Credit: PureFize Technologies (出典:NTU)
従来の水銀ランプは、UV光を発生させるために有害な水銀を蒸発させる必要があり、環境や健康リスクが指摘されている。これに対し、今回開発されたUVチップは、カソードルミネッセンス技術を利用して、亜鉛酸化物(ZnO)ナノ構造体から電子を放出し、加速した電子がアノードに衝突することでUV光を生成するため、水銀を一切使用しない。
本チップは短波長のUV光を中心に広範な波長域のUV光を放射することで、細菌、ウイルス、真菌など幅広い微生物を効果的に不活化できる。さらに、冷却不要で小型スペースでも使用可能なため、従来のUVランプの設置が困難な場面でも利用可能だ。
開発されたUVチップは、ハンドヘルド型の食品鮮度保持装置「EcoLoc」に搭載されている。

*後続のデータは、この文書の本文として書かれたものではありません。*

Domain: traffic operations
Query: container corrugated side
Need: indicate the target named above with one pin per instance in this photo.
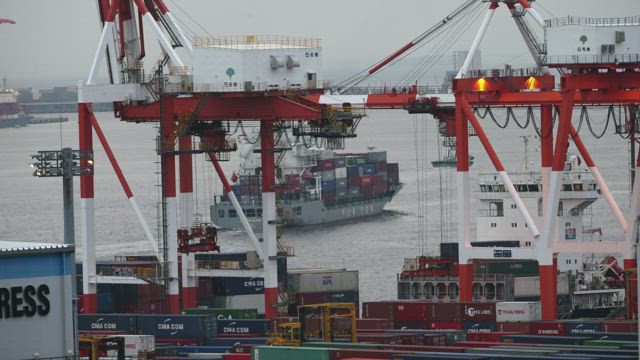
(107, 323)
(221, 314)
(516, 311)
(323, 282)
(289, 353)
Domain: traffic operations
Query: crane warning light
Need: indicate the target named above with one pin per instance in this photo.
(532, 83)
(481, 85)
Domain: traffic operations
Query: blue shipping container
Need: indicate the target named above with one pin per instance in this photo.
(328, 186)
(240, 256)
(478, 326)
(105, 303)
(230, 341)
(584, 327)
(346, 296)
(238, 286)
(368, 169)
(175, 327)
(102, 322)
(353, 172)
(235, 328)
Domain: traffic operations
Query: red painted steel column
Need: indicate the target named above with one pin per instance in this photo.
(463, 203)
(548, 277)
(546, 147)
(549, 291)
(169, 195)
(186, 219)
(87, 217)
(269, 219)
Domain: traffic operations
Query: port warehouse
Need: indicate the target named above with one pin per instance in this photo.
(304, 286)
(211, 337)
(36, 300)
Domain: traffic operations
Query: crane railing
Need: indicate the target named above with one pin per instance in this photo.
(584, 21)
(256, 42)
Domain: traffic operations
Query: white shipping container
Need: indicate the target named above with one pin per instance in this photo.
(518, 311)
(529, 286)
(253, 301)
(318, 282)
(134, 344)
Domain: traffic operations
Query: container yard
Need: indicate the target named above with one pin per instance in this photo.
(253, 127)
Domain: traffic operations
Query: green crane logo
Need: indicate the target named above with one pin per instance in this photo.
(230, 72)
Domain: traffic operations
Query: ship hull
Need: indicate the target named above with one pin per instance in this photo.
(304, 213)
(19, 121)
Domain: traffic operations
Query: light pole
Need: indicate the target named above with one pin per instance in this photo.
(66, 163)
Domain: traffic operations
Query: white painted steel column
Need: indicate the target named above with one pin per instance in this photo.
(536, 16)
(269, 219)
(88, 236)
(236, 205)
(631, 234)
(519, 204)
(164, 42)
(604, 189)
(183, 38)
(477, 40)
(246, 225)
(102, 46)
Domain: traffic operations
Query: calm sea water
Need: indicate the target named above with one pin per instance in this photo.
(31, 208)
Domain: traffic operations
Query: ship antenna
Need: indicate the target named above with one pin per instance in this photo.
(371, 146)
(525, 139)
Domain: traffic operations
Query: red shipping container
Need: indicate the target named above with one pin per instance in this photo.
(410, 324)
(274, 324)
(445, 326)
(329, 196)
(237, 356)
(515, 327)
(292, 179)
(373, 324)
(411, 339)
(366, 180)
(326, 164)
(476, 344)
(380, 338)
(434, 339)
(548, 328)
(487, 336)
(378, 310)
(312, 298)
(628, 326)
(411, 310)
(355, 354)
(485, 312)
(423, 348)
(353, 181)
(445, 312)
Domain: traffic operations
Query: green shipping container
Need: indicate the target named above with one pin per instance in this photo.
(356, 160)
(515, 268)
(359, 346)
(609, 343)
(289, 353)
(224, 314)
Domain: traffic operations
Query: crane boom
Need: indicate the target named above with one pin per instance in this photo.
(424, 36)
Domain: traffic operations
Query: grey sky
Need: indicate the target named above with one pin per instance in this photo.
(53, 42)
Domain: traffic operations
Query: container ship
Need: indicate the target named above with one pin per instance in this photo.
(316, 186)
(589, 284)
(11, 113)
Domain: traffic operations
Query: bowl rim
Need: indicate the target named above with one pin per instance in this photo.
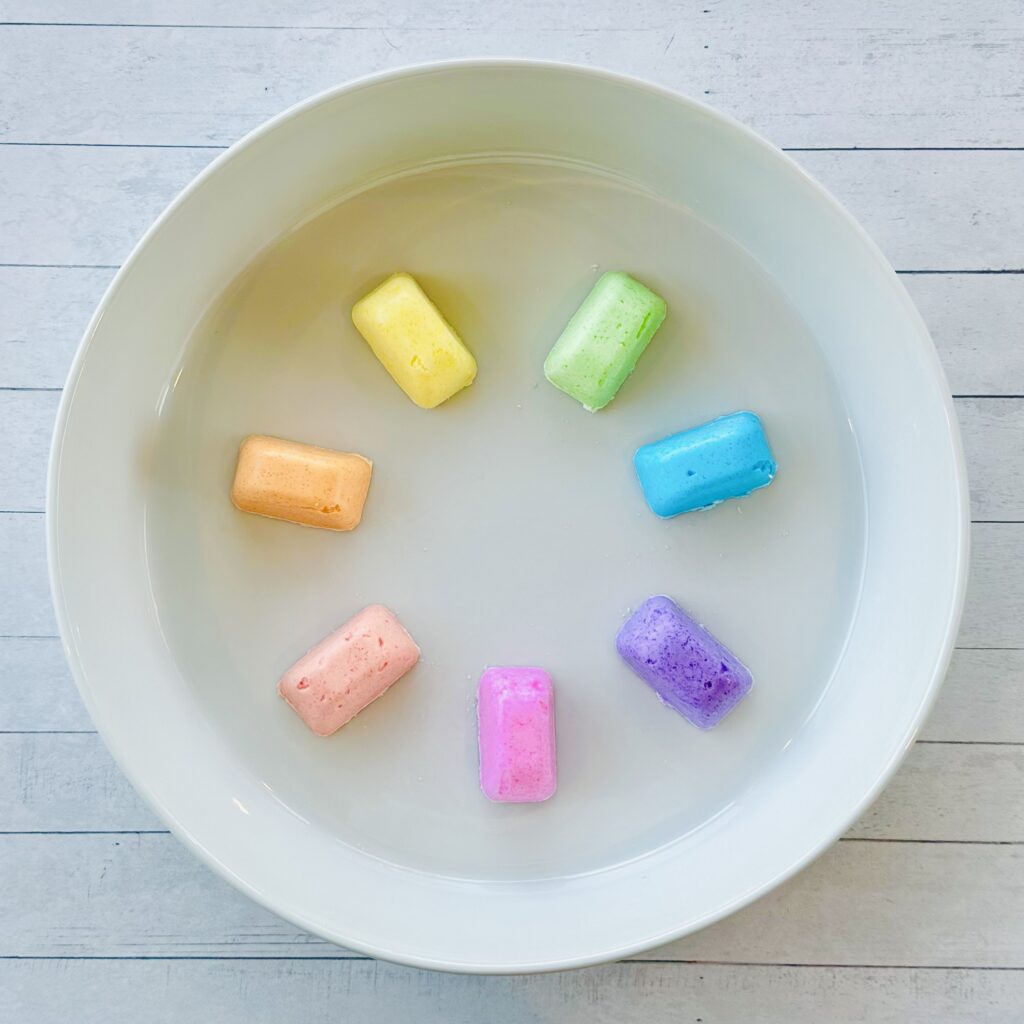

EcoLocは、イケア(IKEA)の365+食品保存容器専用のフタと組み合わせて使用され、食材の表面をUV処理することで、鮮度を約1週間延ばす効果が確認されている。実験では、パン、果物、野菜、肉類など多様な食品において、風味や香りをほとんど損なわずに保存期間を延長できた。
NTUのLUMINOUS! 半導体照明・ディスプレイ研究センター所長であるヒルミ・ボルカン・デミル(Hilmi Volkan Demir)教授は「本チップの消毒効率は従来の水銀ランプと同等であり、食品容器や冷蔵庫、医療技術応用など幅広い分野への応用が期待されます」と語る。PureFize Technologies社のルーン・トルビョーンセン(Rune Torbjörnsen)CEOは「今回開発した独自の技術は、既存のUV技術を補完する画期的なソリューションです。小型で冷却が不要という特性を活かし、多様な分野での応用が可能です」と述べた。今後、研究チームはこの技術を食品の保存期間延長や安全性向上だけでなく、医療機器の消毒、家庭内衛生、パッケージングなど、他分野への応用を目指すとしている。